I have written a custom convolutional layer that has a Linear
layer as a member. However, the Linear
layer’s weights are just a .view
of the weights of the convolutional layer.
class Conv2d(AISBase):
def __init__(
self,
in_channels : int,
out_channels : int,
kernel_size : _size_2int,
stride : _size_2int = 1,
padding : Union[str, _size_2int] = 0,
dilation : _size_2int = 1,
groups : int = 1,
bias : bool = False,
device = None,
dtype = None,
):
super(Conv2d, self).__init__()
# ... standard stuff here
self.weight = Parameter(
torch.empty((out_channels, in_channels, *self.kernel_size), **factory_kwargs)
)
if bias:
self.bias = Parameter(torch.empty(out_channels, **factory_kwargs))
else:
self.register_parameter('bias', None)
# ... more stuff
self.reset_parameters()
n_rows = self.kernel_size[0] * self.kernel_size[1] * in_channels
n_cols = out_channels
self.linear = Linear(
in_features=n_rows,
out_features=n_cols,
bias=bias,
device=device,
dtype=dtype
)
# Link the parameters of the conv layer with the one of the linear through a view
self.linear.weight = Parameter(self.weight.view(self.weight.size(0),-1))
self.linear.bias = None if not bias else Parameter(self.bias.view(-1))
Viewing the network from outside, this linear layer should not be visible.

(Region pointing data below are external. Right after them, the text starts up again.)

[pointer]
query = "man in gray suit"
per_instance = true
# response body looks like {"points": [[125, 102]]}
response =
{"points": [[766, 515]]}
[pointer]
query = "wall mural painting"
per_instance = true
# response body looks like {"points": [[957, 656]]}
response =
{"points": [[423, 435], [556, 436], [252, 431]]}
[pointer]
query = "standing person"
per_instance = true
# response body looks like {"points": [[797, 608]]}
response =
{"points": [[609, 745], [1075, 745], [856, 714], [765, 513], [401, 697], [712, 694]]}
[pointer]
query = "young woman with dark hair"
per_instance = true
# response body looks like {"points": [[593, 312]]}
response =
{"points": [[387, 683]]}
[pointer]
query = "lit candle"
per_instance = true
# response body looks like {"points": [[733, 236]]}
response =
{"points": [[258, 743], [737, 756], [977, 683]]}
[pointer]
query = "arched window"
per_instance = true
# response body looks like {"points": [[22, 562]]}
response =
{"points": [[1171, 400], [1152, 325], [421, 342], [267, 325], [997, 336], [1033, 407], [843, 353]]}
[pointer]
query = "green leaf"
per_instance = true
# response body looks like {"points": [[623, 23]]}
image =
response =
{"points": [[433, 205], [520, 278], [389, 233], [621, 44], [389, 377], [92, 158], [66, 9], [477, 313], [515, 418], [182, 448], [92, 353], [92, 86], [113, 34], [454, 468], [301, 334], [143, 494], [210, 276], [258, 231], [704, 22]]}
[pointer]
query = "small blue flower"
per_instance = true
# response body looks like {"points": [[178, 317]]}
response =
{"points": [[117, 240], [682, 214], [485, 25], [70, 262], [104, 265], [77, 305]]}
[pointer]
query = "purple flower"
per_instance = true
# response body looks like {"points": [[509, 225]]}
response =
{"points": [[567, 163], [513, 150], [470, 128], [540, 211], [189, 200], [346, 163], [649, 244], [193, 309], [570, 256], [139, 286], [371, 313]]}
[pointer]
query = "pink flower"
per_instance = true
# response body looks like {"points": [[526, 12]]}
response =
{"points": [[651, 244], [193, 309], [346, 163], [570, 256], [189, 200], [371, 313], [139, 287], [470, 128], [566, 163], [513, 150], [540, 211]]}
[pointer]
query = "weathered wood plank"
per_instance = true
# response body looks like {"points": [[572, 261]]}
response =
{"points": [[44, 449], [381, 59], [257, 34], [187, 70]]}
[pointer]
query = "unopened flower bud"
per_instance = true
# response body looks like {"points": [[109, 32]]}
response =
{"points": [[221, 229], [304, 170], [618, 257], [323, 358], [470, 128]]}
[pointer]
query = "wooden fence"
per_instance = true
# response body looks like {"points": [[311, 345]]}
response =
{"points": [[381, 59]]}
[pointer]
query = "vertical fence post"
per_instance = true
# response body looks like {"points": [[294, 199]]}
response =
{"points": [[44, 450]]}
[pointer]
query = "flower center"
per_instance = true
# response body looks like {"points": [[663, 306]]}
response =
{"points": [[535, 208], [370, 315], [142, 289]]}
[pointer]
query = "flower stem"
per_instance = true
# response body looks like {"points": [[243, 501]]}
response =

Therefore, it should not appear when I look at the state_dict
of the model. However, I have to use the Linear class and for that the weight has to be a Parameter
.
I also want to be able to use a state_dict
in load_state_dict
that does not have these linear parameters. If I now try to load one, PyTorch of course complains that the Parameter
s of the self.linear
are not matched.
Is there maybe a fancy way through hooks or smth. similar that solves my problem?